Twilight
All the vampires walking through the valley
move west down Ventura Boulevard,
and all the bad boys are standing in the shadows,
all the good girls are home with broken hearts.
—Tom Petty
They walk the mall in packs. Last year it was
covens—groups of girls or boys—
never mixed. In their minds they are walking
slower than the others. They do not go
into any stores. They have no money.
They never speak to each other,
arrive after dark, leave before nine.
The boys go home and touch themselves.

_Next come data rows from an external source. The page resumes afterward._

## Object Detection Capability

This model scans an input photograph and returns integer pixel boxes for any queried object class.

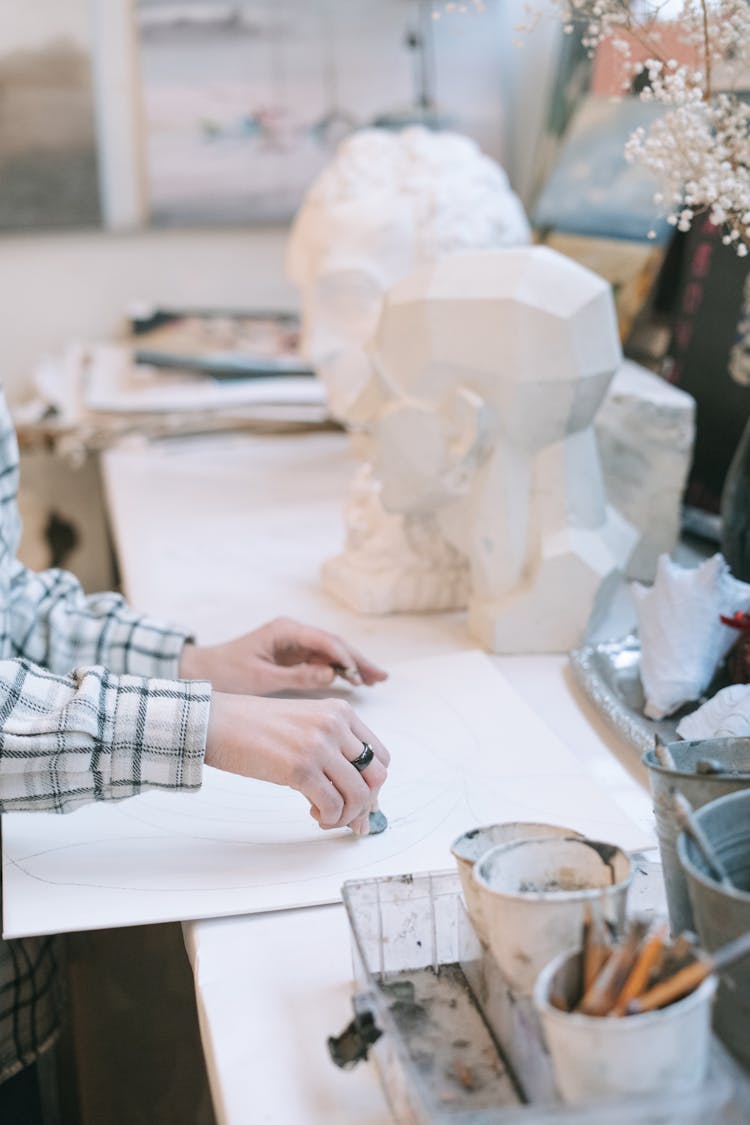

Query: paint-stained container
[451,820,580,946]
[473,837,633,996]
[678,791,750,1068]
[643,738,750,934]
[534,951,716,1102]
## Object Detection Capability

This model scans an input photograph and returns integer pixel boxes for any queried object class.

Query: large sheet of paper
[2,653,652,937]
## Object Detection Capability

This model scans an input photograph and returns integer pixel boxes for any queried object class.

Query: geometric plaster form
[594,360,695,582]
[287,126,531,425]
[335,246,636,653]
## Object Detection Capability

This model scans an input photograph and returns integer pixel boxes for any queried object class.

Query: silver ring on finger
[352,743,374,773]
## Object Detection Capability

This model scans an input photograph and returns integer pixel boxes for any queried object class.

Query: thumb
[274,664,336,692]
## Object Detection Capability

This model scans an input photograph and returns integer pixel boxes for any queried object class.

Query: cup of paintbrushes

The girls
read their book, repeating scenes like spells.
By morning, most discard their capes,
wait at bus stops in their usual uniforms—
jeans, T-shirts, sneakers their parents
might have worn, hand-me-down backpacks full
of textbooks underlined or highlighted
by brothers and sisters graduated
last year, or the year before that. A few
wear their blacks to school, don’t wash their hair, smell
of cloves. Last night one of them climbed a tree
outside the window, a girl, an oak. She
stayed there till dawn, scanning the street.
When she was sure there were no vampires, she climbed
back through her window and went to sleep.
She missed the school bus that morning. All day
she stayed in bed, pretending to be sick.
Celia Lisset Alvarez teaches and writes in Miami, Florida. She has two collections of poetry, Shapeshifting (Spire Press, 2006) and The Stones (Finishing Line Press, 2006). Her work has most recently appeared in Blood Lotus, Fringe, and Fifth Wednesday Journal. She teaches composition, creative, and scientific writing at St. Thomas University.
I’ve come back to this several times now. Walking along with them. So evocative…Vampires, indeed.
Adolescence (and longing) captured.
We know them. We love them. And oh what skill it takes to write about them.
Lyrical and read out loud good stuff. Thanks.
Thanks all of you for your comments. I’ll tell my students, who often accuse me of being too judgmental of their penchant for YA literature!